Women in the nineteenth century were stereotyped as weak, passive, timid, domestic, illogical, emotional, and susceptible to madness and hysteria. Stereotypes are a widely accepted judgment or a bias about something even though it's overly simplified and not always accurate. In the story, John shows traits of hyper-masculinity, which is an exaggeration of male masculinity. He’s emotionally abusive to his partner since he belittles the narrator by laughing at her, makes funny remarks towards her beliefs and actions, and not allows her to express herself through writing. He also uses his position as a high-standing physician to force his opinion towards her by saying things such as ‘I am a doctor, dear, and I know.’ and ‘Can you not trust me as a physician when I tell you so?’ This way, he’s able to control the narrator because it leaves the narrator no option but to obey what her husband suggests to her since she’s in no position to defy him. The abuse of a position held by someone is also used by the brother of the narrator, who is in the same role as the husband that also shares the same view which also plays his part in making the narrator feel trapped.

Another factor that causes the narrator’s depression is the sharp differences in character between her husband and her. John is a doctor who is ‘practical in the extreme’, while the narrator is very imaginative. The narrator states that she ‘used to lie awake as a child and get more entertainment and terror out of blank walls and plain furniture than most children could find in a toy store.’ With her imaginative thinking it’s no surprise that when she’s forbidden to do anything that pleases her, she took interest in the yellow wallpaper and began to imagining things out of nothing. Because of those differences, the psychological imprisonment occurs when John explicitly prohibits the narrator’s to explore her imagination by giving medical reasons such as ‘with her imaginative power and habit of story-making, a nervous weakness like her is sure lead to all manner of excited fancies, and that she ought to use her will and good sense to check the tendency.’

It's not easy to break free or escape the form of confinement created by the narrator’s husband, so she chose to create an escape into an imaginary world through writing. The rest cure which her husband applies as a way of overcoming postnatal depression experienced by the narrator has a significant physical and psychological impact. Despite not doing any heavy physical work, the main character quickly becomes exhausted even when doing something that she fancies such as writing. ‘I did write for a while in spite of them, but it does exhaust me a good deal—having to be so sly about it. Or else meet with heavy opposition’.

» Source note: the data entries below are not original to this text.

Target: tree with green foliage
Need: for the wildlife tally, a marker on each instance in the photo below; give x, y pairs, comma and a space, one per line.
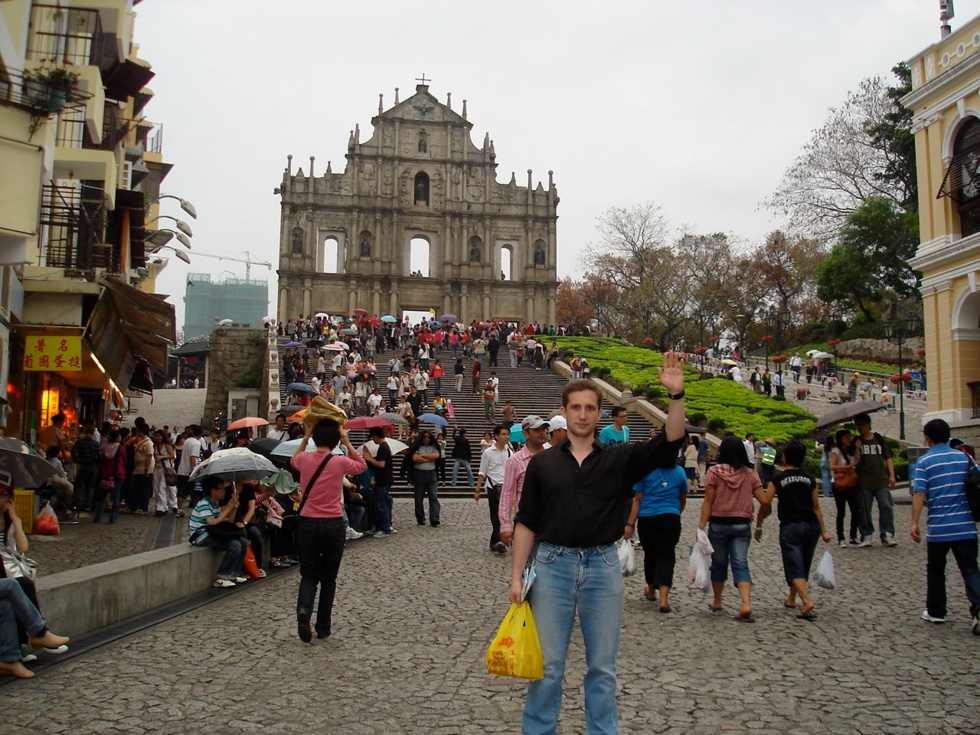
869, 264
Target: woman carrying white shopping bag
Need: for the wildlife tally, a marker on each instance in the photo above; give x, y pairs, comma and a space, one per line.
800, 524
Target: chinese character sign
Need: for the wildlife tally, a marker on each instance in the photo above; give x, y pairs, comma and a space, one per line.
51, 352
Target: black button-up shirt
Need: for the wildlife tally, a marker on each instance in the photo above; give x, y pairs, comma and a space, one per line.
568, 505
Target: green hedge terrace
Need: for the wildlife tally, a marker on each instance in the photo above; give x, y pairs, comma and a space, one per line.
724, 405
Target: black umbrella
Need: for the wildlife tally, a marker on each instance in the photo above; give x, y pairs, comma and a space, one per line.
846, 412
26, 467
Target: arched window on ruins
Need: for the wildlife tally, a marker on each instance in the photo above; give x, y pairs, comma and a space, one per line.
962, 182
419, 257
422, 188
476, 250
331, 250
540, 254
506, 263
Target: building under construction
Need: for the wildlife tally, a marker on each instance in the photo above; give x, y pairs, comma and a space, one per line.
206, 303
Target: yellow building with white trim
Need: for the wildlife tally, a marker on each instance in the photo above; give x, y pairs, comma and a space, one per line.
945, 101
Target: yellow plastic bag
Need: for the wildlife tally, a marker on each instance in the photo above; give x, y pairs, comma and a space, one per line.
516, 651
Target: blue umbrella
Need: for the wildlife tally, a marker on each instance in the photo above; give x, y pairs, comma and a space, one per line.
432, 418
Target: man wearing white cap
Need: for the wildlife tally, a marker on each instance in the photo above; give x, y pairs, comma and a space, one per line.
535, 433
559, 430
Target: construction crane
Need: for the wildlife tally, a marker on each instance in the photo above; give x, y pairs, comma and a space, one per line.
247, 260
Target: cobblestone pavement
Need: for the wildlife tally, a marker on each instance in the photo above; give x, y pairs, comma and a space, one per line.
83, 543
416, 611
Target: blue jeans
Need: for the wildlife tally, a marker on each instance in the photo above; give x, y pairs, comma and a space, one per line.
457, 463
797, 544
426, 483
965, 553
16, 606
321, 548
590, 582
886, 510
731, 545
826, 478
100, 495
382, 509
231, 562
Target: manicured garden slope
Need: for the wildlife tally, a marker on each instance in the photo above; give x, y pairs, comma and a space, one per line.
719, 404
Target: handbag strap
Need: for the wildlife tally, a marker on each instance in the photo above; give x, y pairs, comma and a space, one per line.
309, 487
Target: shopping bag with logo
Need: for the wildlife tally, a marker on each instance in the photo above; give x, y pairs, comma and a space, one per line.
250, 566
16, 564
699, 567
824, 576
627, 558
516, 650
46, 523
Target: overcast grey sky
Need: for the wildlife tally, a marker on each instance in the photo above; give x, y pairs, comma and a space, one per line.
697, 106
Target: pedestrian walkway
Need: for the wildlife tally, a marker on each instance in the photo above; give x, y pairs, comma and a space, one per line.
416, 611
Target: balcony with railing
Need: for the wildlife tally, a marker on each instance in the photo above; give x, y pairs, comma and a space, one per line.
68, 36
73, 227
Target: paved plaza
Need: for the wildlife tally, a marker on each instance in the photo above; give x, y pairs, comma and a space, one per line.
416, 611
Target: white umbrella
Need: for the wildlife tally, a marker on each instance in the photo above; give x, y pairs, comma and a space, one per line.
235, 464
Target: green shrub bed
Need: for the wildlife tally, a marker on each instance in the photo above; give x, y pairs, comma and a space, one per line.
721, 405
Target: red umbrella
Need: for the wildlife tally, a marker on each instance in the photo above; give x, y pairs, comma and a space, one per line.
247, 422
366, 422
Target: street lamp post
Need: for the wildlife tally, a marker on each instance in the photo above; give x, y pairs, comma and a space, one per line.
770, 323
597, 310
898, 331
785, 317
700, 315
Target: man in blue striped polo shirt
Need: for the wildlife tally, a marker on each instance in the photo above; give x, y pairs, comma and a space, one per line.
939, 480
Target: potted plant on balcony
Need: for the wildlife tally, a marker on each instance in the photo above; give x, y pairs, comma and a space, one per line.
49, 88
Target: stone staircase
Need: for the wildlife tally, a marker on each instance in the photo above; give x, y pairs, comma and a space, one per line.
531, 391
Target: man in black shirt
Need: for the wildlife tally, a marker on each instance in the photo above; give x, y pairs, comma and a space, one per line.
382, 465
85, 455
572, 506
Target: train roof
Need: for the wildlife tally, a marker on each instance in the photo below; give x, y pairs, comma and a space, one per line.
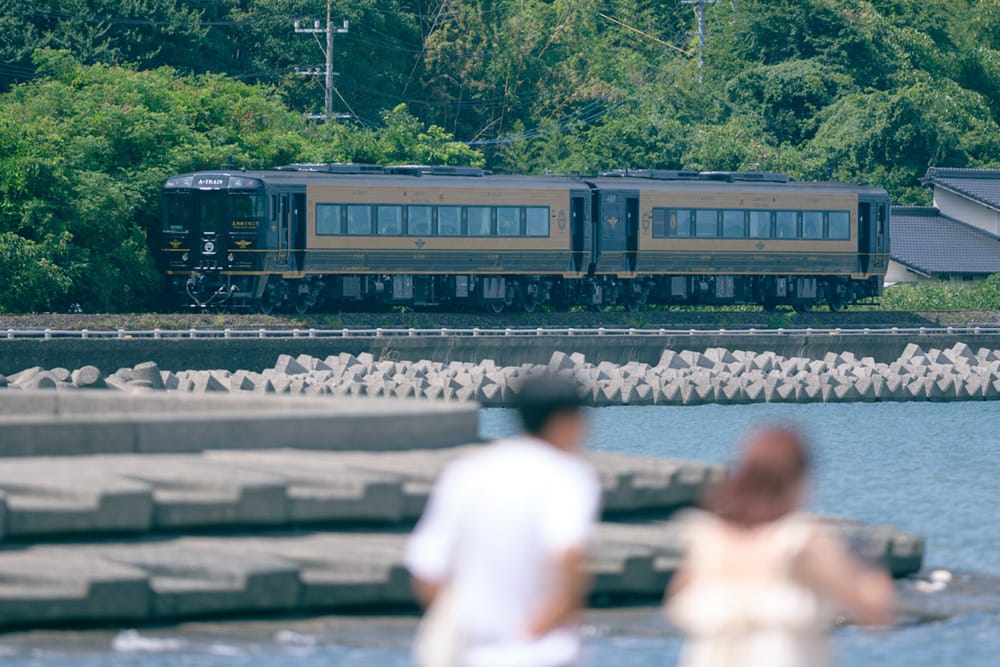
475, 178
712, 180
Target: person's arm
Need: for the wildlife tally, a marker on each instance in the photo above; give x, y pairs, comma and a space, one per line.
431, 548
866, 594
568, 596
569, 518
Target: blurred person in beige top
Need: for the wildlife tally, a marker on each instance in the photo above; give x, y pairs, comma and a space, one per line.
761, 583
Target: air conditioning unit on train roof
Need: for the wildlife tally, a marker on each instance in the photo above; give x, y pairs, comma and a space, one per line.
435, 170
333, 168
653, 174
744, 176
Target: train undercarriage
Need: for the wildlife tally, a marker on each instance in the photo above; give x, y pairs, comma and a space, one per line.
525, 293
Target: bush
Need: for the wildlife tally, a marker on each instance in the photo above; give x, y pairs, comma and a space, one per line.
934, 296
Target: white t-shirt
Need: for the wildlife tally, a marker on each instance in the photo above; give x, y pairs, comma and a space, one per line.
495, 527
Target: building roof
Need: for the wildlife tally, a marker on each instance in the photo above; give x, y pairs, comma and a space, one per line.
981, 185
934, 244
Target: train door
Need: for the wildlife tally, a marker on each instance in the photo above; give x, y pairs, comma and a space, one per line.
298, 233
631, 231
284, 228
864, 235
613, 230
881, 233
579, 236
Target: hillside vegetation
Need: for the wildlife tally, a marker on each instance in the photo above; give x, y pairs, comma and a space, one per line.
102, 99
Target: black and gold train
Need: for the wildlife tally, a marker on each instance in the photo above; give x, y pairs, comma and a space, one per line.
333, 235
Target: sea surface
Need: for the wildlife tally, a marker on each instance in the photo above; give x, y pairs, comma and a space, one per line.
931, 468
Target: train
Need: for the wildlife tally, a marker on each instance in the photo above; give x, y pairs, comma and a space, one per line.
335, 236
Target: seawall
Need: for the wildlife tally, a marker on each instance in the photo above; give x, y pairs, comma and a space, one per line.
231, 526
717, 375
257, 353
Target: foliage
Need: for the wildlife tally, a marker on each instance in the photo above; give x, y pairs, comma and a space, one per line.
871, 91
940, 296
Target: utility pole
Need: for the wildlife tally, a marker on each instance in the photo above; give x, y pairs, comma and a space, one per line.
326, 72
699, 12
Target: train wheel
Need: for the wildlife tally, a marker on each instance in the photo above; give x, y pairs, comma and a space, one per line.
264, 305
302, 304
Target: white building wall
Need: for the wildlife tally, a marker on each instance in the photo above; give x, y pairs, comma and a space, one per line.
966, 210
898, 273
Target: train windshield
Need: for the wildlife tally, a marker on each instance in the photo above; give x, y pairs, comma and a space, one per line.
179, 212
194, 212
245, 206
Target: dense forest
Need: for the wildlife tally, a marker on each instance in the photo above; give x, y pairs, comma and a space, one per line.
100, 100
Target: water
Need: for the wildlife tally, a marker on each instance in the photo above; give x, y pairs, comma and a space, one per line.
931, 468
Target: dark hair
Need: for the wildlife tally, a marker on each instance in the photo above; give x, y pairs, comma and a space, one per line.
541, 397
762, 486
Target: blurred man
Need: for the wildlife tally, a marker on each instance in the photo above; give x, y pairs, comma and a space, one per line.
504, 539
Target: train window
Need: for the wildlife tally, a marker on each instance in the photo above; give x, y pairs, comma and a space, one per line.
479, 220
733, 224
839, 225
536, 221
508, 221
660, 223
760, 224
212, 209
359, 220
449, 221
812, 224
242, 207
179, 213
706, 222
786, 225
329, 221
389, 221
418, 221
680, 223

Confinement is real, and it can affect the victim both physically and psychologically. The non-physical impact of confinement in this oppressive atmosphere is that the emotions of women are volatile. She grew irritable and wept without cause easily, but she did it privately even then: ‘I’m getting dreadfully fretful and querulous. I cry at nothing and cry most of the time. Of course, I don't when John is here, or anybody else, but when I am alone’. 

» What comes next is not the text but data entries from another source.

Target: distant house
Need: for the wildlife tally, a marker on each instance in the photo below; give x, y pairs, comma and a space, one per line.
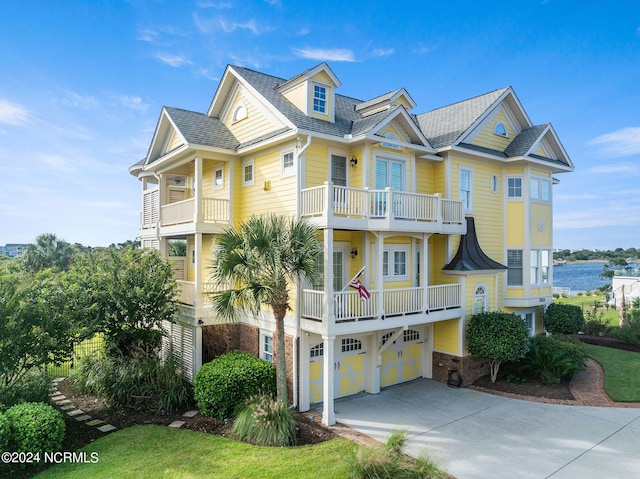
13, 250
449, 212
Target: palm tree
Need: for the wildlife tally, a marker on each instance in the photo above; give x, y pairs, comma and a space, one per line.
257, 264
48, 251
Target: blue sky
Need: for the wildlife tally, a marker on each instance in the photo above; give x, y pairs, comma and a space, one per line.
82, 84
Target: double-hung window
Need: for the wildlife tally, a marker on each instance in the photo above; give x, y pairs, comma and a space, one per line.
514, 265
319, 99
514, 187
465, 189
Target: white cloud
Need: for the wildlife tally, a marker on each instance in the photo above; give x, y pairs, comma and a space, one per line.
618, 168
382, 52
218, 5
13, 113
329, 54
175, 61
623, 142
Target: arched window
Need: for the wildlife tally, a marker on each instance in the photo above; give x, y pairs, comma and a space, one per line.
480, 300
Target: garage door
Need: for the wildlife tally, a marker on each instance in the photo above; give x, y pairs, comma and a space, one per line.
348, 369
402, 360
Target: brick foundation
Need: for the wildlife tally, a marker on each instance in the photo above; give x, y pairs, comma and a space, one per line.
471, 368
220, 339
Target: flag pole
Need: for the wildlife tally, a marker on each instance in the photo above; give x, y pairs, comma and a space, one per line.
358, 274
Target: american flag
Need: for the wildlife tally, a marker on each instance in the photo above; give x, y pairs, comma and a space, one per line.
356, 284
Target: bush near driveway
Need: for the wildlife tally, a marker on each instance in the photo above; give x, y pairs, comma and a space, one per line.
223, 386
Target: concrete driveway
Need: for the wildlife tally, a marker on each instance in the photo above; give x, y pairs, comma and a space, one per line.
476, 435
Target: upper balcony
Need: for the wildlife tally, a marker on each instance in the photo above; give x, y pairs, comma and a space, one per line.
211, 215
331, 206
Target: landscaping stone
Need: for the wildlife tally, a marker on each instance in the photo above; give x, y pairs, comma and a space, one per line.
106, 428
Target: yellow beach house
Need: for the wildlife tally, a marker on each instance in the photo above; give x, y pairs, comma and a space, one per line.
446, 213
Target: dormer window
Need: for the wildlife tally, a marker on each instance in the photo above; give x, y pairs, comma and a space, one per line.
240, 113
501, 130
319, 99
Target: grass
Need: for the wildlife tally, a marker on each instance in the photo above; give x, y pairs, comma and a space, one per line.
163, 452
621, 378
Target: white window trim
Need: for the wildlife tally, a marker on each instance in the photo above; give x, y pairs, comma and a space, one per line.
240, 112
515, 198
218, 167
484, 296
263, 351
540, 180
246, 163
468, 169
327, 94
506, 130
290, 170
390, 250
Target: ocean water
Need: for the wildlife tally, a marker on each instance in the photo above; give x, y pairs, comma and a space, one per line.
580, 276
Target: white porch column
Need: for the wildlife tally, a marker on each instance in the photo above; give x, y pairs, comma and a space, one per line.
305, 354
198, 190
328, 413
424, 271
379, 277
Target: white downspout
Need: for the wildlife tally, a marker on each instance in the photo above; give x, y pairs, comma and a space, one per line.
299, 152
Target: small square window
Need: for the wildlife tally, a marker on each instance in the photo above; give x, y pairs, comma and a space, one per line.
514, 187
247, 173
218, 179
319, 99
287, 164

In a patriarchal environment, women’s fight against patriarchy in the form of physical and psychological confinement will get the stigma of hysterical and suffering from mental illness. The effects of emotional abuse can be painful and destructive, both in the short and long term. In this case, the narrator is desperately trying to escape from the confines of her husband and reality on the yellow wallpaper.

It is within the yellow wallpaper that the narrator discovers her hidden self as well as her liberation and eventual damnation. Her preoccupation with the yellow wallpaper begins subtly at the beginning of the story and eventually consumes the narrator and became the focal point of the story.